Mittwoch, 19. September 2018

Prominenter Short-Seller verklagt Tesla und Musk Tesla stürzt - zwei Abgänge und siebte Klage gegen Musk

Tesla-Chef Elon Musk

Für den Elektroauto-Pionier Tesla Börsen-Chart zeigen kommt es derzeit knüppeldick: Elon Musks Tweet zum geplanten Börsenabgang und der anschließende Rückzug von diesem Delisting rufen neue Kläger auf den Plan. Musk sorgt außerdem mit einem öffentlichen Auftritt für Verunsicherung unter Investoren. Schließlich hat noch Teslas Chefbuchhalter (Chief Accounting Officer) Dave Morton am Freitag bekannt gegeben, Tesla zu verlassen - nach nur einem Monat in dem Job.

Die hohe Arbeitsbelastung sowie das extreme öffentliche Interesse an Tesla Börsen-Chart zeigen seien die Gründe für seinen Rückzug, begründete Morton seine Kündigung. Mit dem finanziellen Berichtswesen von Tesla gebe es hingegen keinerlei Probleme oder Unstimmigkeiten, versicherte er.

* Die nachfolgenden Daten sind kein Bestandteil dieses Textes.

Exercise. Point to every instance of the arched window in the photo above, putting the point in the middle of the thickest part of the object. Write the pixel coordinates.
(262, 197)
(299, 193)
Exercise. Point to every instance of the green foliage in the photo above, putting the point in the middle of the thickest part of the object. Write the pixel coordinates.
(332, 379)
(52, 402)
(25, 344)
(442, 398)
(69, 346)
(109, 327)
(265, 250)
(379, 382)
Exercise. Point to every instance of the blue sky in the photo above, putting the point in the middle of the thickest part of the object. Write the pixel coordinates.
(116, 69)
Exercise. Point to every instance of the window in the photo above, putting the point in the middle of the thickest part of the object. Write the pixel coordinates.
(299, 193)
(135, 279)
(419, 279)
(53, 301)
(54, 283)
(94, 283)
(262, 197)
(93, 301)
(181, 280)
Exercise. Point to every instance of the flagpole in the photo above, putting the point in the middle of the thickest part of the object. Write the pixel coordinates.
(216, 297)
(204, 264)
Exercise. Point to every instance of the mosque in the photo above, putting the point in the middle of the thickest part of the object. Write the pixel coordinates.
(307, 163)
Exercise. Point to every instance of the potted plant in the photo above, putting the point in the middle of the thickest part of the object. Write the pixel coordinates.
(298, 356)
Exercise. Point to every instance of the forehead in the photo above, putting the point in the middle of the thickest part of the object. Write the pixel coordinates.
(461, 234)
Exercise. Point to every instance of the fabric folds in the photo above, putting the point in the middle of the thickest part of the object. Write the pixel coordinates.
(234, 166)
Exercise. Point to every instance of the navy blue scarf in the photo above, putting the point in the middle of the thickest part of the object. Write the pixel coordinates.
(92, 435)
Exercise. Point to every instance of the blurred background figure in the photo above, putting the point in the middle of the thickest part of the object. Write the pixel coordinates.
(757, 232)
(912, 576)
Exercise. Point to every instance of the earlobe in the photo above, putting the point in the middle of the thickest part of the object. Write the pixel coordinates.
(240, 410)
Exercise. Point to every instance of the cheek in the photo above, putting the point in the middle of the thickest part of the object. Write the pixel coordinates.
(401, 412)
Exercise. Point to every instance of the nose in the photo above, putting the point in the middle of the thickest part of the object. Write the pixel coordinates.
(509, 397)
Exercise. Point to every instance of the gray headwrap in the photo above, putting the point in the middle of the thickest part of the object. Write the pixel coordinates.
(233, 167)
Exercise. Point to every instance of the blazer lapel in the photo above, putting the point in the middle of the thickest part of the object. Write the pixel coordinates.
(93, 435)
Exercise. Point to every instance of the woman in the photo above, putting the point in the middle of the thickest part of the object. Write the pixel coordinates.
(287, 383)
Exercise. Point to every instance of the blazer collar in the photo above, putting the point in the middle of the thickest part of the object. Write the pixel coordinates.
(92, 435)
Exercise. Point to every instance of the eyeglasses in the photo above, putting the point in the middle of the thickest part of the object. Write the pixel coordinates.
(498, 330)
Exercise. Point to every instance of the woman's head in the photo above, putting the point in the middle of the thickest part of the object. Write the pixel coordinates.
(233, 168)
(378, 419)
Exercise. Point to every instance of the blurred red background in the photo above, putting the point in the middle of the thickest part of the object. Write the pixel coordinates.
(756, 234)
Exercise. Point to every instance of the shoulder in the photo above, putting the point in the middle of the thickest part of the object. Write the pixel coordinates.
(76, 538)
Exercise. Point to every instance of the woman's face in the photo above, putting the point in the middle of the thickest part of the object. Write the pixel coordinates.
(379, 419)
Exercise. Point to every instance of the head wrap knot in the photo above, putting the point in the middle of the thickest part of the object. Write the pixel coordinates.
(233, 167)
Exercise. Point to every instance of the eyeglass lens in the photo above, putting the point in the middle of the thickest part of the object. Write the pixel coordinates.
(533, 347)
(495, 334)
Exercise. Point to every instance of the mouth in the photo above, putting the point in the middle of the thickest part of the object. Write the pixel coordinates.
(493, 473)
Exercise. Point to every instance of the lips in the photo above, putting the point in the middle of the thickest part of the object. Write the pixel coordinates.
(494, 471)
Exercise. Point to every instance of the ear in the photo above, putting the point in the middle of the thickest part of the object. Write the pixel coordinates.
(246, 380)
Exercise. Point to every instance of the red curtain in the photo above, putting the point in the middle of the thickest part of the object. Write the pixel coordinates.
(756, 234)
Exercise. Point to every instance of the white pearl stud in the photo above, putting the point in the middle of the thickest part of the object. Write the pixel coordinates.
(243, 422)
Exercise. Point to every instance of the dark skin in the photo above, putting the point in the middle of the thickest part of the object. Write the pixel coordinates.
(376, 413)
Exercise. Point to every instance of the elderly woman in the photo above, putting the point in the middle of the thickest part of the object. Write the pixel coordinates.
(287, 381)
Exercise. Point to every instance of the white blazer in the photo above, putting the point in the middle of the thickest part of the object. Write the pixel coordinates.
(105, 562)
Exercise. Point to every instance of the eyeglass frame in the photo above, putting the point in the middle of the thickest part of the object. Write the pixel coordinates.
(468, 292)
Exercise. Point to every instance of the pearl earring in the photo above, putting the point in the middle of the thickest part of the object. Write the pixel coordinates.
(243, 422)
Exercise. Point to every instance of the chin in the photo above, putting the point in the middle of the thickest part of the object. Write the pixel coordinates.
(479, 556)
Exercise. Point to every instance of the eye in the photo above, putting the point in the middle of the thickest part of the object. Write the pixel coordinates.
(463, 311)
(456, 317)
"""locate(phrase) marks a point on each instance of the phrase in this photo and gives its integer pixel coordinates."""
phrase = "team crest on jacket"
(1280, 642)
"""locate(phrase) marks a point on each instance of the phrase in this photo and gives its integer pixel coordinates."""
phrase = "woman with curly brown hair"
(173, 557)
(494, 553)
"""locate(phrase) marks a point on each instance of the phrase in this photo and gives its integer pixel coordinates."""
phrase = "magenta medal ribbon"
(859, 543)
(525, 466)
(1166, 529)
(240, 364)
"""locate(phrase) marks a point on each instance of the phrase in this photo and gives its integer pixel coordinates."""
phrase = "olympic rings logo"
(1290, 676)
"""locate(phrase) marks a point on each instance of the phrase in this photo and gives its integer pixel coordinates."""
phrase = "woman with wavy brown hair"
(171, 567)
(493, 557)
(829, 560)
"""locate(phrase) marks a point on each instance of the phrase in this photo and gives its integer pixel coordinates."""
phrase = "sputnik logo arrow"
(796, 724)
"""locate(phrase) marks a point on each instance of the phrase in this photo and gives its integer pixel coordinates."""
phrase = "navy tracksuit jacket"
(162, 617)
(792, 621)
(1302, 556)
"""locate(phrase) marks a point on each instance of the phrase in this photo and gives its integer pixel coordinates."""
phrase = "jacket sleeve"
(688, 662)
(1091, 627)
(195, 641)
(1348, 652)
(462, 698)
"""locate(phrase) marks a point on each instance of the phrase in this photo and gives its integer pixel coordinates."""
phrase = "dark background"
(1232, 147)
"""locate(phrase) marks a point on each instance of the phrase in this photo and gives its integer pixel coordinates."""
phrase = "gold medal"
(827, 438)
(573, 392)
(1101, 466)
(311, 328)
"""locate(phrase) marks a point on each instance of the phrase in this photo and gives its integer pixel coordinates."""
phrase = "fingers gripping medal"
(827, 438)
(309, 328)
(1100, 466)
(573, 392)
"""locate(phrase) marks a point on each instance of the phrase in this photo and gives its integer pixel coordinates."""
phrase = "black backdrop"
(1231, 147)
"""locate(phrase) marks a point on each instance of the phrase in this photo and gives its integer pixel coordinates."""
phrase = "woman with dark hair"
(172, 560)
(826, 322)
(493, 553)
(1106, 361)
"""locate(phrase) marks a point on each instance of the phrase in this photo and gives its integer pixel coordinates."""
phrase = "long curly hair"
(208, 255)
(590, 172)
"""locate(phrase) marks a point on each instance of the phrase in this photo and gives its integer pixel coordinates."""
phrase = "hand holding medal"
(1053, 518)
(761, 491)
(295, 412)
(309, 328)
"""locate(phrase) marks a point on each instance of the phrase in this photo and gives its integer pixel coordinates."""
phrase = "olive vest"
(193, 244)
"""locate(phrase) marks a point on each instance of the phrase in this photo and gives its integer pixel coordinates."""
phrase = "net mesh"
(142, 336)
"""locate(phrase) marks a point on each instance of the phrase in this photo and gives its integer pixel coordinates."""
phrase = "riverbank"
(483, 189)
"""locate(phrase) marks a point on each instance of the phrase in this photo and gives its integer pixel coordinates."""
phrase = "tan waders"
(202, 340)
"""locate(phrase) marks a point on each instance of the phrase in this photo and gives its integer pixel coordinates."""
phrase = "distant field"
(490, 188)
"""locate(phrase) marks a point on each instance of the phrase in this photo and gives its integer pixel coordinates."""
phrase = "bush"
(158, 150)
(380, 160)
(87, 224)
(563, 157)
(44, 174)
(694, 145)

30 Prozent Kursverlust binnen vier Wochen

Mortons Abgang aus der Tesla-Spitze bleibt nicht der einzige: Gleichzeitig teilt Teslas Personalchefin Gabrielle Toledano mit, dass sie nach ihrer Auszeitnicht mehr ins Unternehmen zurückkehren werde.

Anleger reagierten stark verunsichert auf die aktuellen Nachrichten. Die Aktie gab im vorbörslichen US-Handel bis zu 10 Prozent nach und fiel unter die Marke von 260 US-Dollar. Laut "Bloomberg" ist das der größte Tagesverlust seit zwei Jahren für Tesla. Vor vier Wochen hatte die Aktie noch bei 380 Dollar notiert. Binnen eines Monats ist die Bewertung von Tesla also um mehr als 30 Prozent geschrumpft.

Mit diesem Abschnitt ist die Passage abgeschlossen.